Installers large and small announced job losses should the net metering changes come into force. Grandfathering will do little to protect future business. Source: Sunrun
NV Energy has proposed allowing existing solar net metering customers to continue benefiting from the original net metering rules in the state for the next 20 years.
"This grandfathering proposal is being offered in recognition of NV Energy's desire to treat all customers, including those who had previously made a decision to install rooftop solar, fairly," said Paul Caudill, NV Energy president and CEO.
"We recognise the difficult job that the PUCN, PUCN staff, policy makers, and for that matter, all parties in this proceeding have had in trying to reach decisions on this complex issue," said Caudill. "We also understand the history of net metering in Nevada and that a fair, stable and predictable cost environment is important to all of our customers.

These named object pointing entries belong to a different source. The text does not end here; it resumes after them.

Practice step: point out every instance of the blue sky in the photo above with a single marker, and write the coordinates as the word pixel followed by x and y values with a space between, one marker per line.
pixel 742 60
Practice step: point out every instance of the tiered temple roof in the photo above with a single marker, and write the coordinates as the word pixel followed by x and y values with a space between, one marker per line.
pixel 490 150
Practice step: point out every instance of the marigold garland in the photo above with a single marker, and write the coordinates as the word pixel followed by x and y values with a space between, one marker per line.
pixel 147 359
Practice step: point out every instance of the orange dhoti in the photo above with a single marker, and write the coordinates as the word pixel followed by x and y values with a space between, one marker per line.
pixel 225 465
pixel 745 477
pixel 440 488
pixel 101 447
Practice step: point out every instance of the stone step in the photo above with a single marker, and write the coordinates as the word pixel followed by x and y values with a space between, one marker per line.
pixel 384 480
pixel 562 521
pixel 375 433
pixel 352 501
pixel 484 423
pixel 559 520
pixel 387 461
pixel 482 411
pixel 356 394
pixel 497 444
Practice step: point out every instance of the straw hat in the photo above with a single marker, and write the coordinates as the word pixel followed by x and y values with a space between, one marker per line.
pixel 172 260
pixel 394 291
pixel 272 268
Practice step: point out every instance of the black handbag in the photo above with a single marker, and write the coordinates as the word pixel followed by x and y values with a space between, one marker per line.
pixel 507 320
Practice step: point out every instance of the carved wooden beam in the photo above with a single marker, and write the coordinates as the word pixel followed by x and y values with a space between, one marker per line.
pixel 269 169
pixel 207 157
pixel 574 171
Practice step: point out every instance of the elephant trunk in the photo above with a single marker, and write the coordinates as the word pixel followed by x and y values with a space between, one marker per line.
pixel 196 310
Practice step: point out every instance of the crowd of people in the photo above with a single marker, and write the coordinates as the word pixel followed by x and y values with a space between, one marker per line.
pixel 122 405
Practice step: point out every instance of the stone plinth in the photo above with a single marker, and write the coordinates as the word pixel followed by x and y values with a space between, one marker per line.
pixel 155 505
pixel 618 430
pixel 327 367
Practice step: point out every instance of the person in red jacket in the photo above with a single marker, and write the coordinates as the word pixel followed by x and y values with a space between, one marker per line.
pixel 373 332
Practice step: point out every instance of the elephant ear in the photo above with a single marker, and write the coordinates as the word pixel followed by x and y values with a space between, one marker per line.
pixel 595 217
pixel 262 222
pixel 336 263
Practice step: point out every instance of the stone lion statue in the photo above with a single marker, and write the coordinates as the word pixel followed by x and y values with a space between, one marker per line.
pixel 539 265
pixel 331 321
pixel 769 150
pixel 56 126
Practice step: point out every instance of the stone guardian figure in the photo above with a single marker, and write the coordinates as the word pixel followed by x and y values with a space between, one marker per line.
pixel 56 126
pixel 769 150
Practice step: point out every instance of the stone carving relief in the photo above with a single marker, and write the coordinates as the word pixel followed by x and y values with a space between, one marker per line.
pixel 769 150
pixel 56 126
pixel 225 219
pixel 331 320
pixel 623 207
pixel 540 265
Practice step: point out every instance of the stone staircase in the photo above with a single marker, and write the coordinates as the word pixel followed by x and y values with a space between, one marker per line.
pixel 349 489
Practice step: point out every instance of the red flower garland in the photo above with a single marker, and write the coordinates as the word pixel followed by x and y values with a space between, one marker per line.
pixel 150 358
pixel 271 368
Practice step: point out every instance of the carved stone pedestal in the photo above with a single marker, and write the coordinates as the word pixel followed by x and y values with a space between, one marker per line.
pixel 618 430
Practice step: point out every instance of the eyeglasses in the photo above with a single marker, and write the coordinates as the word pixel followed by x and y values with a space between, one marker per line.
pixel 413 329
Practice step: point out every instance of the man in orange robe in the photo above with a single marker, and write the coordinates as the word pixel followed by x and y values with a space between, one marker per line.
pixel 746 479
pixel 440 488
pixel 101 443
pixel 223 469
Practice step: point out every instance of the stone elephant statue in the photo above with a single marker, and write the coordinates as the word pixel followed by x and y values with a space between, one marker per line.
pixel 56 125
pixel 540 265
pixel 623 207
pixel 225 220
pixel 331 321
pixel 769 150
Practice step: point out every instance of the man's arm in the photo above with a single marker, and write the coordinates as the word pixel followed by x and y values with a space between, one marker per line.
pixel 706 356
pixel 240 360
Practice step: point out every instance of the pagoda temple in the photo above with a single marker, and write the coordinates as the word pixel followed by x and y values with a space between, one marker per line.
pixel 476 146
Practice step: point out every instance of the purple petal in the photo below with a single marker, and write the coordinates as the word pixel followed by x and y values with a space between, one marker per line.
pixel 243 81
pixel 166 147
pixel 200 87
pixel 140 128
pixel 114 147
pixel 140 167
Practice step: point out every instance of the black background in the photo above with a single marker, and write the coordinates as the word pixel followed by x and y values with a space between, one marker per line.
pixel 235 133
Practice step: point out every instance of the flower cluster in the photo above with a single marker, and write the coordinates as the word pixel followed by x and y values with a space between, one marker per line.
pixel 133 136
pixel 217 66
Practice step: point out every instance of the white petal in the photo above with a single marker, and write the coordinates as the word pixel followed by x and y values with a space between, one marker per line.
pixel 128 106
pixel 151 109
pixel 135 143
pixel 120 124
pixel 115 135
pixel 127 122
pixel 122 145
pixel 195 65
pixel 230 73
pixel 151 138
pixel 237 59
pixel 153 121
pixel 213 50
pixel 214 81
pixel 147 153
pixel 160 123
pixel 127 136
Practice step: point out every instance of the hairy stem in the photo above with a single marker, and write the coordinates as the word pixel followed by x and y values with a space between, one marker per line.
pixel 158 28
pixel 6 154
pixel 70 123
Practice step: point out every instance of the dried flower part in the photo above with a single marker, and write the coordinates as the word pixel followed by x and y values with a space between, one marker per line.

Our proposal seeks a balance for those who selected solar prior to the implementation of the new rules ordered by the PUCN and those without solar.”
While Warren Buffet-owned NV Energy proposed reducing the payments to net metering customers and increasing the monthly flat fee, it did not request the new rules to be applied to customers in Nevada that had already installed solar.
Job losses as a direct consequence of the ruling could reach four figures with installers large and small scaling back. While the removal of grandfathering is good news for existing customers, it won’t affect the poor climate for future installations.
Bryan Miller, president of The Alliance for Solar Choice (TASC) advocacy group urged the PUC to take the proposal on board.
"The people of Nevada, the solar industry, and NV Energy all agree: existing solar customers should be grandfathered under net metering for 20 years. The record is clear. Governor Sandoval's appointed commissioners should follow the lead of every party to this case, and the people of Nevada, to correct their misguided decision."
A petition has been lodged with the Nevada secretary of state on the issue. Registered voters in the state can block legislation if 55,234 signatures are gathered.